第116話私が殺る!


「最後に教えてやる。お前が殺したと思ってるグライネ、生きてるよ」


 苦しんでいたウィガンの両眼がカッと見開かれた。


「あぁ……あぁ……」

 ウィガンが大きく開いた口で何か言っている。そのまま五指を突き立て、心臓を抜き取れば、戦いは終わる。しかし、今際の際でウィガンが何を言うのか、ロキは興味を持ってしまった。


 元々、性悪ローズマリーに利用されて地球くんだりまでやってきたこの男をそれほど憎んでいなかった。太陽を破壊されていたら、物理的に地球を救う術はなかったかもしれないが、ウィガンが目的を地球の侵略、支配に切り替えた段階で、ロキには容易いミッションへと成り果てていたのである。

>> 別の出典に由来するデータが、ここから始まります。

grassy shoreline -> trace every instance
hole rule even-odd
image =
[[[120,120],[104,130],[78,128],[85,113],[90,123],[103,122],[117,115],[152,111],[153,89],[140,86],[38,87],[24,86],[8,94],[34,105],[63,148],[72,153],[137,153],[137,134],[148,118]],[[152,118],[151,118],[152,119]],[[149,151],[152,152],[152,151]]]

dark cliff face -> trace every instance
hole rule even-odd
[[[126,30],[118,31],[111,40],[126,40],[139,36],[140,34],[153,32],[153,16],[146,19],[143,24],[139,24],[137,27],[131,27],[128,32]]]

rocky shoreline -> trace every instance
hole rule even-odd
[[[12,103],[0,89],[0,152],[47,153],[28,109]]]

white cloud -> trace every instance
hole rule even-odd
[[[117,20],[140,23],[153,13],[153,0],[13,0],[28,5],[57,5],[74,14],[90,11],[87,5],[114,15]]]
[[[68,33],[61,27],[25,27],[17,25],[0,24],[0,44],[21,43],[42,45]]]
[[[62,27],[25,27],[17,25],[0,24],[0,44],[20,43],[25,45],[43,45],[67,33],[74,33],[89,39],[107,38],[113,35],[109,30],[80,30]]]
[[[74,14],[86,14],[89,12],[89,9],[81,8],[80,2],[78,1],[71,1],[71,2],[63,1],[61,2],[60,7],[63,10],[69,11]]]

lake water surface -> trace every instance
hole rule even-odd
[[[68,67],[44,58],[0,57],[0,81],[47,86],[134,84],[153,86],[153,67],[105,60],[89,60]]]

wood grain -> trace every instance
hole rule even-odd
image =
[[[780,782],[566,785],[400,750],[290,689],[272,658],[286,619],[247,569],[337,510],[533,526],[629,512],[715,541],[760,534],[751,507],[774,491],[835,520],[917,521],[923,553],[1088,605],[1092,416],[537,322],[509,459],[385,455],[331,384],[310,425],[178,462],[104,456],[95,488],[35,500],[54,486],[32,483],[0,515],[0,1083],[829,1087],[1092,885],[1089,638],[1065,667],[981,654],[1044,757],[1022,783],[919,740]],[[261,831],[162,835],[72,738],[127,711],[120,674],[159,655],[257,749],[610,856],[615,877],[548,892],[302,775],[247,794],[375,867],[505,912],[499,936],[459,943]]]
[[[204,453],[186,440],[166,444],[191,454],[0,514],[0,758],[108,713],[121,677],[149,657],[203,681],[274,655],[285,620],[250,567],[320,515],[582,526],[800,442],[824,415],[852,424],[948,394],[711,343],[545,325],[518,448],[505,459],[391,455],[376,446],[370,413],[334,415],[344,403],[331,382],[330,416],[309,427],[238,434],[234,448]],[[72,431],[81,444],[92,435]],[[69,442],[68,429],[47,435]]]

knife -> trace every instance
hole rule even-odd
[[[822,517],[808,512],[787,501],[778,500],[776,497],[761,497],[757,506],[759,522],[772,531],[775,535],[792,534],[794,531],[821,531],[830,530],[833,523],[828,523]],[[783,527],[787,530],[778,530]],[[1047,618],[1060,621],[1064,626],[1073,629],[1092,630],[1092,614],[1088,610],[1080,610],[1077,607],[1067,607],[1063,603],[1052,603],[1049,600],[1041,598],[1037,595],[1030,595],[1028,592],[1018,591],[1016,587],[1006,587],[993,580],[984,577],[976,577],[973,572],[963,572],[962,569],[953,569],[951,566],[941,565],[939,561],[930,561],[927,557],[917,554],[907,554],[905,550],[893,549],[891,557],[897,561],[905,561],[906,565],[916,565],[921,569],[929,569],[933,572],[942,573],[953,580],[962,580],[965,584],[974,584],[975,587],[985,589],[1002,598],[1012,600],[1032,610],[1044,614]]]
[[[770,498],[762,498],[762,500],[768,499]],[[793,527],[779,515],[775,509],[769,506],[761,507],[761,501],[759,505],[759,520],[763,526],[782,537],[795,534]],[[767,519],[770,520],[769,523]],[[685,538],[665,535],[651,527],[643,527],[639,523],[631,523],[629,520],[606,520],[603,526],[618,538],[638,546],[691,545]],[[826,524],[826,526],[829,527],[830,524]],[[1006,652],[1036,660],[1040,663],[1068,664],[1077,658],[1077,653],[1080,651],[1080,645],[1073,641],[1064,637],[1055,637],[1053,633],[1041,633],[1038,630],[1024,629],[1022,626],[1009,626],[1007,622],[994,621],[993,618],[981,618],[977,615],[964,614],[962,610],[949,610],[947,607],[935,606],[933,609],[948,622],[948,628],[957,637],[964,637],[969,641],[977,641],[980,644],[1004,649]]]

 ロキは、ウィガンの大口を開けた部分の袋に指で穴を開ける。外から空気が入り込み、話せるだけの余裕ができる。


「くはっっ! はぁ、はぁ、はぁ……」

 窒息寸前のウィガンが大きく呼吸し、息を整えるがなかなか話すまでに至らない。


「空気ってありがたいってか? あ〜あ、鼻水垂らしてみっともない。色男が台無しだぞ?」


「どうでもいい……助けろ」

 ウィガンが伏し目がちで言う。戦う意欲は完全に失っているように見える。


「あ?」


「助けてくれと言っている!」


「いや、普通に無理なんすけど……。お前みたいな調子こいて恒星や惑星破壊する野郎を野放しとか。いいか? あの地球って星には、俺の友達が沢山いるの。……2人も!」


「2人だけか……」


「おっ!? 人を友達少ないみたいに言いやがる。友達っていうのはなぁ、数が多けりゃ良いってわけじゃないって誰かが言ってたぞ! そういうテメェは何人いるんだ」


「いない、すべて死んだ。最後の友であり、愛した人がグライネだった……。もし、生きているなら謝りたい。そして、彼女に殺されるなら、それでも良い!」

 ちなみに、ローズマリーは今、東京でラーメンを堪能中だが、友にカウントされていないようだ。


「……友達いないのかよ」

 ロキはグライネの話より友達がいないことを哀れんだ。(こいつ、気に入らないやつ全員殺してきたんだな……。戻ったらハッシュの首チョンパ戻してやるか)


「ロキ様、ほだされないで!さっさと殺ったんなさい!」

「そうだ、ロキ。エルザの恨みがある、殺らないなら俺が頭から喰らうぞ」


 アイーシャとノアの言葉に我に返ったロキ、

「だそうだ。悪りぃな、運が良けりゃまた人間で生まれるさ」


「待て! 撤退する! もう2度とこの恒星系には近寄らん!」

 鼻水を垂らしながら、懇願するウィガン。


 ロキはそれに構わず、左手でウィガンの肩を掴み、心臓に突き立てた右手をゆっくりと差し込んでいく。袋を破り、分厚い筋肉の鎧へ到達する。


「くそ!」

 苦し紛れか、狙っていたのか、顔と胸元の袋が破れたことを利用してウィガンがその身体を縮小していった!

身体が縮小したことにより、圧縮が解け、その身が自由になっていく。


「ちっ、面倒だなぁ」

 舌打ちしたロキ、ウィガンに合わせて縮小を始めるが一歩出遅れて間に合わない。しかも、ウィガンは自らの身長3mを超えてなお、小さくなり続けた。

3m、2m、1m、50cm……。


「ノア、足元攻撃!」

 アイーシャの指示を受けた黒龍ノアが熱線をその足元に放つ。しかし、ロキの強力な圧縮袋が災いしてウィガンに防御壁代わりに使われた。


「私が殺る!」

 ノアがアイーシャを背中に乗せたまま急降下していく。眼下には圧縮袋から抜け出たウィガンが走り出していくのが見えた。向かう先にはゴーズがあちこちに開けた穴。


 ノアの背中で立ち上がったアイーシャが首、頭へと猛然と走り出す。いつもの執事姿ではない、日本出張用の美しいドレスを靡かせながら

 アイーシャは眼下のウィガンに向かって踏み切る。


「真・抜刀雷撃」

 左腰の鞘に手をやり居合の構えを見せながら空中で回転しながら狙いを定める。